Using the new coalition, the member organizations aim to support emerging criminal justice reform proposals to overhaul the criminal justice system through a broad multi-million dollar advocacy campaign. The Washington Post claims that the coalition “represents an unprecedented bipartisan effort at a federal level to drive criminal justice reform.” The interesting bipartisan dynamic of the coalition turns out to be a great asset in this arena. Due to the variety of different member organizations, the coalition can reach out to both sides of the aisle with legitimate authority.
The Coalition, however, is not the first indication of bi-partisan support for criminal justice reform. In fact, since the early 2000s, many Republican governors have pursued the political tactic “smart-on-crime,” advocating criminal justice reform in order to combat spiraling prison costs which weighed on state budgets. More recently, in 2014, Senator Cory Booker (D-NJ) and Senator Rand Paul (R-KY) co-authored the REDEEM Act, which would have allowed nonviolent offenders to seal their records. This February, Sen. John Cornyn (R-TX) and Sen. Sheldon Whitehouse (D-RI) proposed legislation which would allow eligible prisoners to reduce their time and therefore cut prison populations. Perhaps most interestingly, a great number of the potential Republican presidential candidates are in favor of sentencing and criminal justice reform including: Gov. Rick Perry (TX), Gov. Bobby Jindal (LA), Jeb Bush, Sen. Rand Paul (R-KY), and Ted Cruz (R-TX).

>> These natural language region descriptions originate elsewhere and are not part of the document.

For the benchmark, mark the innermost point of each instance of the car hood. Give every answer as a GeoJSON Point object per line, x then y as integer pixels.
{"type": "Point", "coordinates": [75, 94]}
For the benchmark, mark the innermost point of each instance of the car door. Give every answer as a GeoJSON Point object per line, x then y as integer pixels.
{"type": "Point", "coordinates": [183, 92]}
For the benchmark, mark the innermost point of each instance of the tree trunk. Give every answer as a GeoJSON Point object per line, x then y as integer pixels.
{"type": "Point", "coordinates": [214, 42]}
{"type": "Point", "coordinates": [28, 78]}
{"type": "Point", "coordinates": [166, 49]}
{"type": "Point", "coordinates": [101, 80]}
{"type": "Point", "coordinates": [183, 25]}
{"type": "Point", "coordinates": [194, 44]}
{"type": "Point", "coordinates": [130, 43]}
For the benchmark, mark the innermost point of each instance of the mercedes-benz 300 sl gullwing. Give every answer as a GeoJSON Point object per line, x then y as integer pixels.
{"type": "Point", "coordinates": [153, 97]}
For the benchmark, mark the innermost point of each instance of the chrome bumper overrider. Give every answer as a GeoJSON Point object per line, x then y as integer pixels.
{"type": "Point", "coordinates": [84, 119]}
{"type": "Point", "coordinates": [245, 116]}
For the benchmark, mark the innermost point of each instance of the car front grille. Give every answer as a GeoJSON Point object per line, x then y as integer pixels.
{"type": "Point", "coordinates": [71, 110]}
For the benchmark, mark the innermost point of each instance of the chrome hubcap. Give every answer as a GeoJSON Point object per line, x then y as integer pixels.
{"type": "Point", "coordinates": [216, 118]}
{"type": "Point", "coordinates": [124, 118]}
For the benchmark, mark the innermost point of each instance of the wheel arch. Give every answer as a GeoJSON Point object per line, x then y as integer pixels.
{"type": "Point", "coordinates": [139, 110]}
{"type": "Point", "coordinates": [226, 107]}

The history of bi-partisan support reflects well on the coalition’s ability to contribute to concrete legislative progress. Many Americans are perpetually frustrated by Congress’ inability to overcome the powerful force of polarity. Criminal justice reform potentially represents the chance to bridge party lines and, more importantly, reform the highly dysfunctional and costly U.S. criminal justice system.